The data can be found in the file '`data/decissiontree.csv`'. It includes three columns, the first 2 comprising of the coordinates of the points, and the third one of the label.

#### 1. Import libraries and load the data

In [62]:
from sklearn.tree import DecisionTreeClassifier
from sklearn.metrics import accuracy_score
import pandas as pd
import numpy as np

data = np.asarray(pd.read_csv('data/decisiontree.csv', header=None))

#### 2. Assign the features to the variable X, and the labels to the variable y.

In [64]:
X = data[:,0:2]
y = data[:,2]

#### 3. Build a decission tree model
Create a decision tree classification model using scikit-learn's [DecisionTreeClassifier](http://scikit-learn.org/stable/modules/generated/sklearn.tree.DecisionTreeClassifier.html) and assign it to the variable `model`.

In [66]:
model = DecisionTreeClassifier()

#### 4. Fit the model to the data
We won't need to specify any of the hyperparameters, since the default ones will yield a model that perfectly classifies the training data. However, we can play with hyperparameters such as `max_depth` and `min_samples_leaf` to try to find the *simplest possible* model.

In [67]:
model.fit(X,y)

DecisionTreeClassifier(ccp_alpha=0.0, class_weight=None, criterion='gini',
                       max_depth=None, max_features=None, max_leaf_nodes=None,
                       min_impurity_decrease=0.0, min_impurity_split=None,
                       min_samples_leaf=1, min_samples_split=2,
                       min_weight_fraction_leaf=0.0, presort='deprecated',
                       random_state=None, splitter='best')
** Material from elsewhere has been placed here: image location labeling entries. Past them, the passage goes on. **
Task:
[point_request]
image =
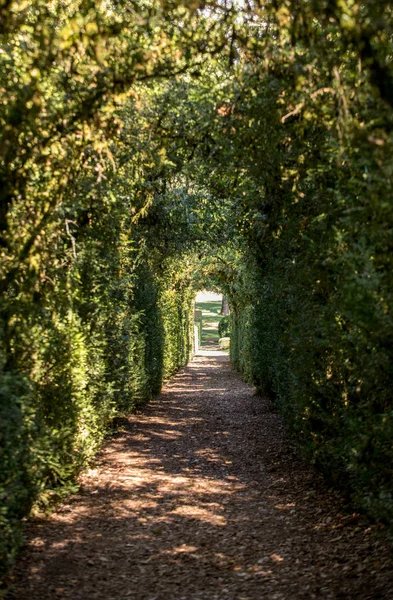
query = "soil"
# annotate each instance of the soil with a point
(203, 496)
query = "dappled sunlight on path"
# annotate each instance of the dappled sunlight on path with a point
(201, 496)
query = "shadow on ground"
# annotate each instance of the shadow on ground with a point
(202, 496)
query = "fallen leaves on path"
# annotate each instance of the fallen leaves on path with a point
(201, 496)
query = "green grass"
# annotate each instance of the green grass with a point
(210, 318)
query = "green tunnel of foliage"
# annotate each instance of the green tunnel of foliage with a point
(150, 149)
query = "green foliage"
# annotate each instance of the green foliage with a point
(151, 152)
(224, 327)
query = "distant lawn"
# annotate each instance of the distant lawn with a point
(210, 319)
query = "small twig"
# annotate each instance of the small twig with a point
(67, 223)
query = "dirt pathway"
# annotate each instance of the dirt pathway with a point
(201, 497)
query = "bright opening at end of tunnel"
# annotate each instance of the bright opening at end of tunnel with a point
(210, 310)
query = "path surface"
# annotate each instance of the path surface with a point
(201, 497)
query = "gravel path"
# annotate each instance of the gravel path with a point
(201, 496)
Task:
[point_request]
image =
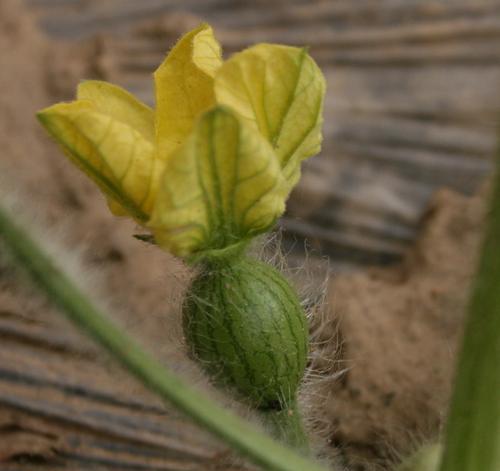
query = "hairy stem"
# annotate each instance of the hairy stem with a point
(473, 429)
(286, 426)
(239, 434)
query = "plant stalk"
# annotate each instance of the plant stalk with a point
(473, 429)
(236, 432)
(286, 426)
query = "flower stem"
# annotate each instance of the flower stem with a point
(234, 431)
(473, 429)
(286, 426)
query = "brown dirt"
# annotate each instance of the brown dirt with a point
(399, 327)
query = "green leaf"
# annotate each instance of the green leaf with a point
(223, 186)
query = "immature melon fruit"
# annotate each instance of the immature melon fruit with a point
(244, 323)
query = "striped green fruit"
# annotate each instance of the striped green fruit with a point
(244, 323)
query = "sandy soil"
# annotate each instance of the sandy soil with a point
(385, 349)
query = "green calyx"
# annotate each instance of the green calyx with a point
(244, 323)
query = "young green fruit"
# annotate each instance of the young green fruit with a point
(244, 323)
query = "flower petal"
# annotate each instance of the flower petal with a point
(279, 90)
(221, 187)
(184, 87)
(114, 155)
(119, 104)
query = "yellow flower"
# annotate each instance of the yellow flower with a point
(213, 164)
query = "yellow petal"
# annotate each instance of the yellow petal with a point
(184, 87)
(224, 185)
(114, 155)
(279, 90)
(120, 105)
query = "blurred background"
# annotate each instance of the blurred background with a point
(395, 202)
(412, 97)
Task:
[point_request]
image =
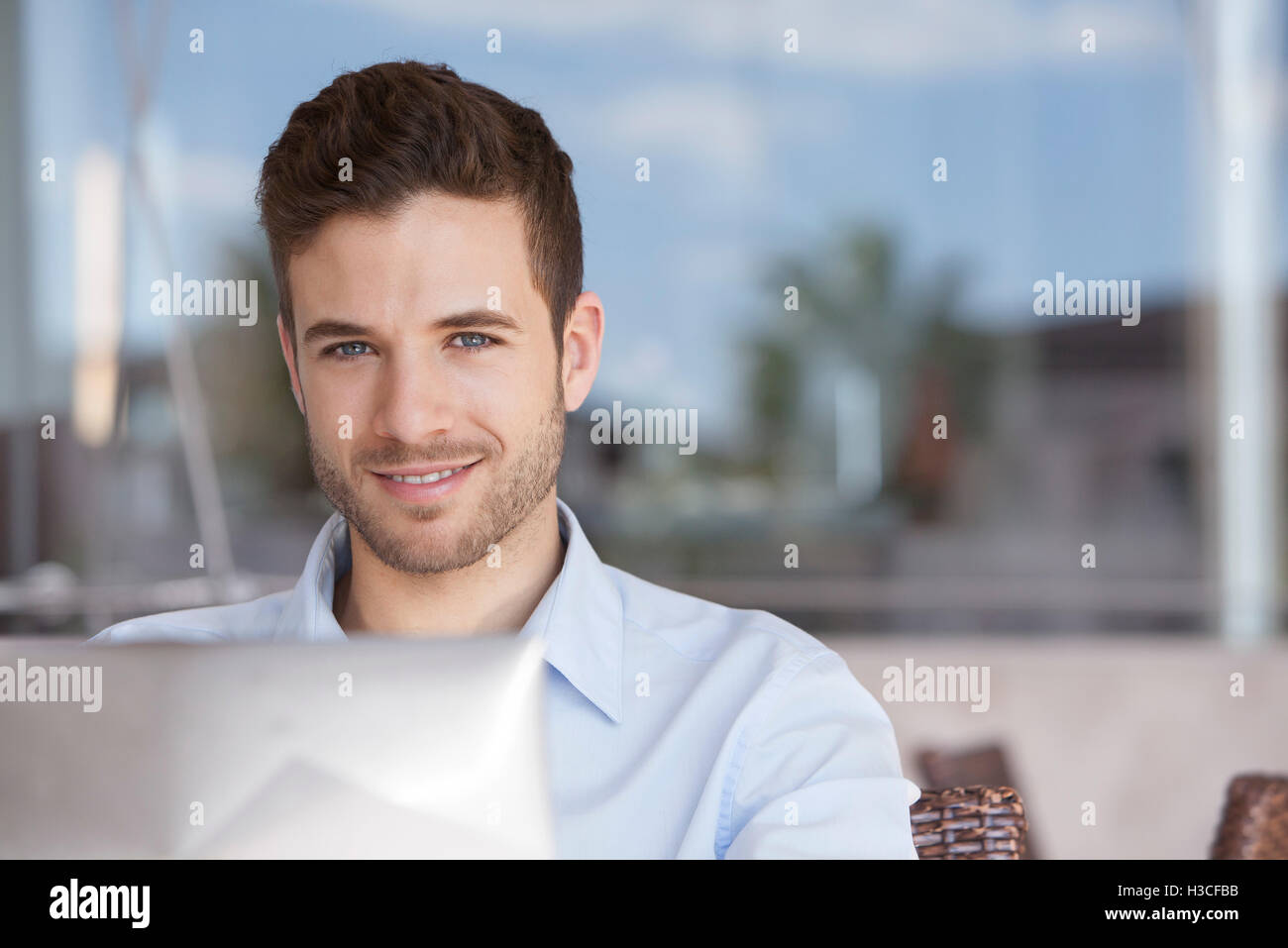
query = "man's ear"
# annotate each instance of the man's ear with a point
(283, 337)
(584, 338)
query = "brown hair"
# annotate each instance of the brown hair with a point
(410, 128)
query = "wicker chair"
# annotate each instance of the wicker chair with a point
(1254, 820)
(969, 823)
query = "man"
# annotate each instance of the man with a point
(426, 245)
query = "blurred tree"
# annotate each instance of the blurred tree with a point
(858, 309)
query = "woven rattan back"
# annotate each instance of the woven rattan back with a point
(969, 823)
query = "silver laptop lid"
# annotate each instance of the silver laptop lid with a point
(376, 747)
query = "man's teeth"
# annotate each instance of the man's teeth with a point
(424, 478)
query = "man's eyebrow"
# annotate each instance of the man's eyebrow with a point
(467, 320)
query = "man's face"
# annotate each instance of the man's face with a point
(403, 369)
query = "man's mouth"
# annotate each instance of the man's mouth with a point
(425, 478)
(423, 483)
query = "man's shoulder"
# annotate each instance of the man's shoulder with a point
(703, 630)
(240, 621)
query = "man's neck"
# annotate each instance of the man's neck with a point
(480, 597)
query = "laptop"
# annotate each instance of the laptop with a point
(374, 747)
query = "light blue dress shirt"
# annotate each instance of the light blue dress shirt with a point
(677, 727)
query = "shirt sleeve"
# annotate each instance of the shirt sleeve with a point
(820, 775)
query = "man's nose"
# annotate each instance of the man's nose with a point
(415, 402)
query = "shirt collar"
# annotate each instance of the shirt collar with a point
(580, 616)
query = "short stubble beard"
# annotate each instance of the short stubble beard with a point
(519, 485)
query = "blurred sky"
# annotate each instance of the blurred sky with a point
(1057, 159)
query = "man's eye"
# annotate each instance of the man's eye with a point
(473, 340)
(347, 351)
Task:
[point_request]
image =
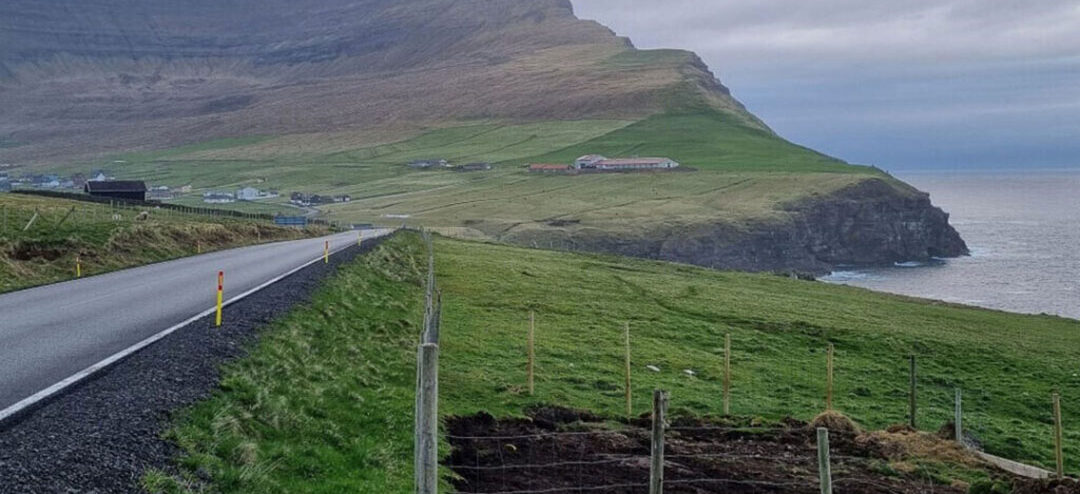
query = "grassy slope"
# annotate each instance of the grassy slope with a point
(46, 253)
(743, 173)
(323, 401)
(1006, 363)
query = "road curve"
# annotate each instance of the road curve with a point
(52, 334)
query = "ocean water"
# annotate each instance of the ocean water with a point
(1023, 229)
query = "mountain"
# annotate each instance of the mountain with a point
(336, 96)
(82, 78)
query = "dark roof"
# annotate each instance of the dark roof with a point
(117, 186)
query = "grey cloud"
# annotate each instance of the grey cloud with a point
(890, 82)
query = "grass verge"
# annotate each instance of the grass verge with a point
(67, 230)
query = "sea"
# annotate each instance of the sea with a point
(1023, 229)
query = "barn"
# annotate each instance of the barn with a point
(132, 190)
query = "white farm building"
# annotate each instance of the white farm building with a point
(599, 162)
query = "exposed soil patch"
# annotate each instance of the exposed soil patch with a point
(556, 450)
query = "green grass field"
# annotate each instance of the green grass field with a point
(323, 402)
(67, 230)
(743, 174)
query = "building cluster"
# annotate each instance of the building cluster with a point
(97, 183)
(601, 163)
(246, 194)
(314, 199)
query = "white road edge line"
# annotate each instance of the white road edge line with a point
(32, 399)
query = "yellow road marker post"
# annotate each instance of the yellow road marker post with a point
(220, 290)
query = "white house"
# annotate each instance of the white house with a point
(588, 161)
(218, 198)
(248, 194)
(636, 163)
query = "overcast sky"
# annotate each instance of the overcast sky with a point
(903, 84)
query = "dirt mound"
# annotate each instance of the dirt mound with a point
(1047, 486)
(579, 452)
(835, 422)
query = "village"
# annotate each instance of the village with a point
(104, 184)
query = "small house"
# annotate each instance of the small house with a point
(424, 164)
(636, 163)
(474, 167)
(588, 161)
(218, 198)
(248, 194)
(132, 190)
(549, 168)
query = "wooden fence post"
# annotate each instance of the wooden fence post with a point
(913, 399)
(958, 418)
(1058, 454)
(630, 406)
(427, 434)
(828, 378)
(657, 456)
(727, 374)
(32, 218)
(824, 469)
(531, 349)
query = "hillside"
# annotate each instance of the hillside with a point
(299, 414)
(240, 94)
(79, 79)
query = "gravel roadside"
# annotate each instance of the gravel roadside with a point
(102, 436)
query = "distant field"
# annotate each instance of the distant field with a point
(743, 173)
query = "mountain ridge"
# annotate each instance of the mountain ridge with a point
(334, 96)
(85, 79)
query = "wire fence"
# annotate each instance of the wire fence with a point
(693, 459)
(715, 456)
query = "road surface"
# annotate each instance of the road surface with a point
(53, 335)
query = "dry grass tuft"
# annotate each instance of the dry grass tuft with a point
(902, 442)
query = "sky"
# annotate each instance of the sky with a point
(901, 84)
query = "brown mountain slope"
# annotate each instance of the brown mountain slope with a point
(85, 78)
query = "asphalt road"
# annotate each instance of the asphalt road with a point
(51, 333)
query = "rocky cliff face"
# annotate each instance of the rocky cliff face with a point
(869, 224)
#### 5. Predict using the model
Predict the labels for the training set, and assign this list to the variable `y_pred`.

In [69]:
y_pred = model.predict(X)
print(y_pred)

[0. 0. 0. 0. 0. 0. 0. 0. 0. 0. 0. 0. 0. 0. 0. 0. 0. 0. 0. 0. 0. 0. 0. 0.
 0. 0. 0. 0. 0. 0. 0. 0. 1. 1. 1. 1. 1. 1. 1. 1. 1. 1. 1. 1. 1. 1. 1. 1.
 1. 1. 1. 1. 1. 1. 1. 1. 1. 1. 1. 1. 1. 1. 1. 1. 1. 1. 1. 1. 1. 1. 1. 1.
 1. 1. 1. 1. 1. 1. 1. 1. 1. 1. 1. 1. 1. 1. 1. 1. 1. 1. 1. 1. 1. 1. 1. 1.]


##### 6. Calculate the accuracy of the model
For this, use the sklearn function [accuracy_score](http://scikit-learn.org/stable/modules/generated/sklearn.metrics.accuracy_score.html). A model's **accuracy** is the fraction of all data points that it correctly classified.

In [71]:
acc = accuracy_score(y, y_pred)
print(acc)

1.0


![unnamed.png](attachment:unnamed.png)

**_Note_**: This exercise requires you to find an accuracy of 100% on the training set. This is like memorizing the training data! A model designated to have 100% accuracy on training data is unlikely to generalize well to new data. If you pick very large values for your parameters, the model will fit the training set very well, but may not generalize well. Try to find the smallest possible parameters to do the job -then the model will be more likely to generalize well.